I have to thank my good friend Stephanie Vaughn for the conection. It's no secret that people of colour are disenfranchised in the tech world, despite their incredible innovations. Jer'Maine is a software engineer, photographer, designer and creator of DatCode, a blog and group for black coders to engage and share their work. Apart from being a brilliant coder and man of tech himself, the group has been an awesome way to a marginalised group to collect their thoughts and become better coders, people and representatives in a discipline that ignores their efforts on a grander scale.
6) Nguyen Le
Roger Federer fans unite! I stumbled upon Nguyen Le while browsing on Dribbble and I was immediately drawn to a personal project dedicated to my favourite tennis player. His attention to detail and minimalist style spoke to me and I've been following his work ever since. He runs a design course which I would happily join (again, if I wasn't poor.) In terms of art/design direction, Le is the man you should be paying attention to in 2017.

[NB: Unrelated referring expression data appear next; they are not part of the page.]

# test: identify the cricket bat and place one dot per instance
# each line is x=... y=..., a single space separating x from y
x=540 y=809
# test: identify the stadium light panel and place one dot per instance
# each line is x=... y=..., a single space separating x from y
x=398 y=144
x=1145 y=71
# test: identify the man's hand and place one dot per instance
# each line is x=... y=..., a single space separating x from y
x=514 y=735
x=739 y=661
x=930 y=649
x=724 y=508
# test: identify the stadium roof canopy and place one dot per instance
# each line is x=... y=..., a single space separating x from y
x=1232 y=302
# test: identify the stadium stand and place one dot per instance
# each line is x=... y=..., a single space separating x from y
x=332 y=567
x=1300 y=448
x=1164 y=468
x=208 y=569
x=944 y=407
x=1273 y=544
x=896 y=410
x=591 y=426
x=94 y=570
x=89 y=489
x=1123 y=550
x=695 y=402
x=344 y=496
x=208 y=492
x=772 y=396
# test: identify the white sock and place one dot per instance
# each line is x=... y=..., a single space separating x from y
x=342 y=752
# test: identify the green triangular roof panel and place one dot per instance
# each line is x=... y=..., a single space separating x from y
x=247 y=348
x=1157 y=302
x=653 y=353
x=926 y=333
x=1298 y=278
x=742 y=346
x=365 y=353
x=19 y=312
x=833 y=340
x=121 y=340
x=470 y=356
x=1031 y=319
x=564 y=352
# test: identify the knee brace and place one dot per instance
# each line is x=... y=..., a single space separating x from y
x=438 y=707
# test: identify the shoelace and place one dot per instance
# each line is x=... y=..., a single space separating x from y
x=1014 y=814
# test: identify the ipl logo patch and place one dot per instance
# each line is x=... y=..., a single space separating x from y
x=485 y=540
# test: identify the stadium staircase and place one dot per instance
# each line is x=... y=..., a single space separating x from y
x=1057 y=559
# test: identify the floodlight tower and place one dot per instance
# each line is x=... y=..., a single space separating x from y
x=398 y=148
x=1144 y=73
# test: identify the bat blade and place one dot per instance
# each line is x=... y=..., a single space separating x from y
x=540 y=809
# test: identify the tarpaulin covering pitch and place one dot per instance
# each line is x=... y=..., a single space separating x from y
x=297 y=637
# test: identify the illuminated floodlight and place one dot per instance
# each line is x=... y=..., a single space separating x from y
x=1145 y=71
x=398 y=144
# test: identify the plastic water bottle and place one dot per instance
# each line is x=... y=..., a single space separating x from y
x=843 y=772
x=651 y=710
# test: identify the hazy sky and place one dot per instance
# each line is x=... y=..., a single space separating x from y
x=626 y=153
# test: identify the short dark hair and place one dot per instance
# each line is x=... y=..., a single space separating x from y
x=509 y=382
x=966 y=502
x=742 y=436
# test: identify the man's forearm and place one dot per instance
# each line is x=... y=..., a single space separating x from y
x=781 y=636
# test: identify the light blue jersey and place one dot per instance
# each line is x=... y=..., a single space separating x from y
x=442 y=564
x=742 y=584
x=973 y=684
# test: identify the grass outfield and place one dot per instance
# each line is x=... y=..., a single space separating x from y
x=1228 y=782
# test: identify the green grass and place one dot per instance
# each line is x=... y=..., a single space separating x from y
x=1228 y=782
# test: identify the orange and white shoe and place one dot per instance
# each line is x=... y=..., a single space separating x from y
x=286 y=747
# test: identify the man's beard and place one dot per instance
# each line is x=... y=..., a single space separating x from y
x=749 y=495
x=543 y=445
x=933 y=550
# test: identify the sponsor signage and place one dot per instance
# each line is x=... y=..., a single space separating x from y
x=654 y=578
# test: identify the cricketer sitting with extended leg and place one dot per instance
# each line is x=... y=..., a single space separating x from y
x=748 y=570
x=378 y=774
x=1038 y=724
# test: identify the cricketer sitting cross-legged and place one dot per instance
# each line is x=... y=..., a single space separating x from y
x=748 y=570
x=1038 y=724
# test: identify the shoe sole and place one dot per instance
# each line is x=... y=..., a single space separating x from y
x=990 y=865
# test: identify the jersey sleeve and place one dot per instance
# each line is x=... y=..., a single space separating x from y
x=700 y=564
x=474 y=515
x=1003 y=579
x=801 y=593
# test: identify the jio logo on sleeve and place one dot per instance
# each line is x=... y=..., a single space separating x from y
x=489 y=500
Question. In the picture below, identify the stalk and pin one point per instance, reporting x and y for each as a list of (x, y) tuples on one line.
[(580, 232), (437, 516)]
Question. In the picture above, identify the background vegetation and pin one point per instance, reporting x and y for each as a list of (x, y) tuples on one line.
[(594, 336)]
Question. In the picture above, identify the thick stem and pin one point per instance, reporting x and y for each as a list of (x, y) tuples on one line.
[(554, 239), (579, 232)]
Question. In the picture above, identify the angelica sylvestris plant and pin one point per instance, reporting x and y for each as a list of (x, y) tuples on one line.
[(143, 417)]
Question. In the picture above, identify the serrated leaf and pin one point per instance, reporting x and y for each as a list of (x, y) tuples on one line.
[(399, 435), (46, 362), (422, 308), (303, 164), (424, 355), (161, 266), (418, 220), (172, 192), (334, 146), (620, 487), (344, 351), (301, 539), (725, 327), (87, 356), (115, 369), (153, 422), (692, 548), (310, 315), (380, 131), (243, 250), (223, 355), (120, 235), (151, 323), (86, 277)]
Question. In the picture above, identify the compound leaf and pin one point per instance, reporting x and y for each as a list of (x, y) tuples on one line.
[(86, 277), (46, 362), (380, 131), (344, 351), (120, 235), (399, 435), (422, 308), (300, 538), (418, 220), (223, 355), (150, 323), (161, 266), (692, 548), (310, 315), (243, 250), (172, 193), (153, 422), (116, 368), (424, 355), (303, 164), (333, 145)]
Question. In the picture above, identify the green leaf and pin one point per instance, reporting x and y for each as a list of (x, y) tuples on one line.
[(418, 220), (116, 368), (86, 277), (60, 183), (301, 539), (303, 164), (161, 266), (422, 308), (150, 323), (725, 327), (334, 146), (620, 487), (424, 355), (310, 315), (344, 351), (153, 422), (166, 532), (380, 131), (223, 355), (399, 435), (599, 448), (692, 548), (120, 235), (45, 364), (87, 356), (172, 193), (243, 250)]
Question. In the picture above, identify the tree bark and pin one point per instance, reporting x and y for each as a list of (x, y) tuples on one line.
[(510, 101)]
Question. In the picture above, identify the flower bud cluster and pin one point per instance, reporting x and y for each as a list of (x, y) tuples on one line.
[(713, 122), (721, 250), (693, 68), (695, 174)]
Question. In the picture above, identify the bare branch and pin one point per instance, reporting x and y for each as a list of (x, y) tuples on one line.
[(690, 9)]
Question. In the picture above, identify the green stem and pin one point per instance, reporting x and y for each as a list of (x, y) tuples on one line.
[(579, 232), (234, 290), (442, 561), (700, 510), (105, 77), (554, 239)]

I can't speak highly enough of Javis, particularly for the fact he has made trap music audible for me. His production style is close to my own in some ways and I think that's where I feel the kinship so strongly. Of course, he is much better than me which helps when I want to be improve myself and while I think he deserves a lot more recognition or even a deal, you know what? A deal might taint the output - not because I think he would falter (NEVER that) but I've seen major-ish deals sour free creativity. He is embarking on a world trip and that will only further his creativity and produce even better music. I can't wait.
8) The Music Snobs
It's been a while since their last episode but nobody does music critique better than The Music Snobs. I feel honoured to be in contact with the team - Arthur, Isaac, Snoop and Jehan - and welcome every opportunity for a conversation about our favourite artists. Their opinions don't always align with mine but I have a great respect for them and their articulation is second to none. Forget all those publications telling you what you should think about music and just listen to these guys and who they recommend for the craft.